I forced myself. “Are you waiting for me? To see about the class?”
“No.” Still she didn’t look up, rude even for a student. I pushed past her, and my eyes fell on her drawing paper.
It was full of numbers: a table for binomial distribution of coin-tossing probabilities, with x as the probability of throwing n heads, divided by the probability of throwing an equal number of heads and tails. The columns were neatly labeled. She was filling in the numbers as rapidly as her pen could write, to seven decimal places. From memory, or mental calculation?
I blurted, “Most people don’t do that.”
“Is that an observation, an insult, or a compliment?”
All I could see of both girls were the bent tops of their heads: lank dirty blonde, feathery golden waves.
She said, “Because if it’s an observation, then consider that I said, ‘I already know that.’ ”
The vertigo started to take me.
“If it’s an insult, then I said, ‘I’m not most people.’ ”
I put out one hand to steady myself against the wall.
“And if it’s a compliment, I said, ‘Thanks.’ I guess.”
The hallway pulsed. Students surged toward me, 64 of them, except that I was only supposed to teach 32 and they weren’t the ones who really wanted to learn, they were warped and deformed versions of what they should have been and I couldn’t teach them becau
se I hated them too much. For not being what they could have been. For throwing off my inner balance, the delicate metaphysical ear that coordinates reality with ideal with acceptance. For careening past the Feigenbaum number, into versions of themselves where attraction was replaced by turbulent chaos . . . I fell heavily against the wall, gulping air.
“Hey!” The girl looked up. She had a scrawny, bony face with a too-wide mouth, and a delicate, fine-boned face with rosy generous lips. But mostly I saw her eyes. They looked at me with conventional concern, and then at the wall behind me, and then back at me, and shock ran over me like gasoline fire. The girl reached out an arm to steady me, but her gaze had already gone again past me, as mine did everywhere but in the mirror, inexorably drawn to what I had never seen: the other Jack shimmering behind me, the ideal self I was not.
“It affects you differently than me,” Mia said over coffee in the student cafeteria. I’d agreed to go there only because it was nearly empty. “I don’t get nauseated or light-headed. I just get mad. It’s such a fucking waste.”
She sat across from me, and the other Mia sat behind her, green eyes hopeful in her lovely face. Hopeful that we could share this, that she was no longer alone, that I might be able to end her loneliness. The physical Mia didn’t look hopeful. She looked just as furious as she said she was.

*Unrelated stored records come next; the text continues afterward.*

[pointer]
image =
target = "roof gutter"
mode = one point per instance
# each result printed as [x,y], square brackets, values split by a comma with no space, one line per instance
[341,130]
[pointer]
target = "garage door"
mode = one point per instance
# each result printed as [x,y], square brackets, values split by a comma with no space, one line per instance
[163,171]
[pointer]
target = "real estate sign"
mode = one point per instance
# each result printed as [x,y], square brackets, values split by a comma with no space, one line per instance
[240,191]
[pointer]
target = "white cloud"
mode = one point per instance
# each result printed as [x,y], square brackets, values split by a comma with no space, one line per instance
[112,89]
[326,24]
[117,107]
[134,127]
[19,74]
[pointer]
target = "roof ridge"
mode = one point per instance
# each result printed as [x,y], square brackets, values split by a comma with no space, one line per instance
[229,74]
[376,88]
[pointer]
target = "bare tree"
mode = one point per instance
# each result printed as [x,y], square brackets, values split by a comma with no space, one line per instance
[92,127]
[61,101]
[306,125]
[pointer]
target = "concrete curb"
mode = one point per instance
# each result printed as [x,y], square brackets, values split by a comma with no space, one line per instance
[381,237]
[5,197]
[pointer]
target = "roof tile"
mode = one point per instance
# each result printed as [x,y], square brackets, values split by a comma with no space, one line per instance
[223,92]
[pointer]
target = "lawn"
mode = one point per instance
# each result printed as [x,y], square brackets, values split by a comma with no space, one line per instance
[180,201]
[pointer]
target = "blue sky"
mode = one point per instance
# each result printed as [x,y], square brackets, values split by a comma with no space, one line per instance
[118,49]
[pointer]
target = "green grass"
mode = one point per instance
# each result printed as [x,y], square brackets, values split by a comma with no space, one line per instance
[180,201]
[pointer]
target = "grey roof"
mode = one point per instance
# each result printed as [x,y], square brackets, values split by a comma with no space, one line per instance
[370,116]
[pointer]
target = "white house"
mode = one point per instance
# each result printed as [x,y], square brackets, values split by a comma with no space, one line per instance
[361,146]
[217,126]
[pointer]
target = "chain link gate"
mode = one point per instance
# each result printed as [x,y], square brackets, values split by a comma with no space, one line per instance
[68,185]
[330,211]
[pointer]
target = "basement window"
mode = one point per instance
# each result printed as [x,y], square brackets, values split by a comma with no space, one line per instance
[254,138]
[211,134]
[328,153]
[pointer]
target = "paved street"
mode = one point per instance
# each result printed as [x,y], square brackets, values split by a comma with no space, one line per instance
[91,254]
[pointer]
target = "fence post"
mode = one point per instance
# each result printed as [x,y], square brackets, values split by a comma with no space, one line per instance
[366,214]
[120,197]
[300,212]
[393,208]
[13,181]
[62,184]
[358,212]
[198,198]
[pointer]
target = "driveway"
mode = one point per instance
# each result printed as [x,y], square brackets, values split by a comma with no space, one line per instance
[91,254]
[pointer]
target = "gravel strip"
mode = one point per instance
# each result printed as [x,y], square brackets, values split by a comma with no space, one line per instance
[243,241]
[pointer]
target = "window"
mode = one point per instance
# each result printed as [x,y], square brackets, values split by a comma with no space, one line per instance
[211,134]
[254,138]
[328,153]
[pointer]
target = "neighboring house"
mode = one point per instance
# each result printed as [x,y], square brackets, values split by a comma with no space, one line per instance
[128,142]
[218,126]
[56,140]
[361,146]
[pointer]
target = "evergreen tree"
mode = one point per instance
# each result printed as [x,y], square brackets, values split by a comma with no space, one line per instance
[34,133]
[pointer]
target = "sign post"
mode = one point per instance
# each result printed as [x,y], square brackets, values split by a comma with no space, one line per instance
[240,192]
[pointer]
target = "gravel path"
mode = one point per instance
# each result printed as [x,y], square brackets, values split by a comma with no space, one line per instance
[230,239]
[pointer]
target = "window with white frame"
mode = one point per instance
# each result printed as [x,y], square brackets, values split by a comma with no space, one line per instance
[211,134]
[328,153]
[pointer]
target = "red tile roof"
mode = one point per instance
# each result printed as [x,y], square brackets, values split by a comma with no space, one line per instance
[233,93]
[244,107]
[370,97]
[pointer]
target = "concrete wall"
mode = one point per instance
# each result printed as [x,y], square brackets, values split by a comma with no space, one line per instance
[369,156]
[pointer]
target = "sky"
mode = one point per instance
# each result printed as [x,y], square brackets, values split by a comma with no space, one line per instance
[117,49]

“Nine times out of ten, Jack, people could become their ideal selves, or at least a whole lot fucking closer, if they just tried. They’re just too lazy or screwed up to put some backbone into it.”
I looked away from her. “For me,” I said hesitantly, “I guess it’s mostly the unfairness of it that’s such a burden. Seeing the ideal has interfered with every single thing I’ve ever wanted to do with my life.” Except mathematics.
She squinted at me. “Unfairness? So what? Just don’t give in to it.”
“I think it’s a little more complicated than—”
“It’s not. In fact, it’s real simple. Just do what you want, anyway. And don’t whine.”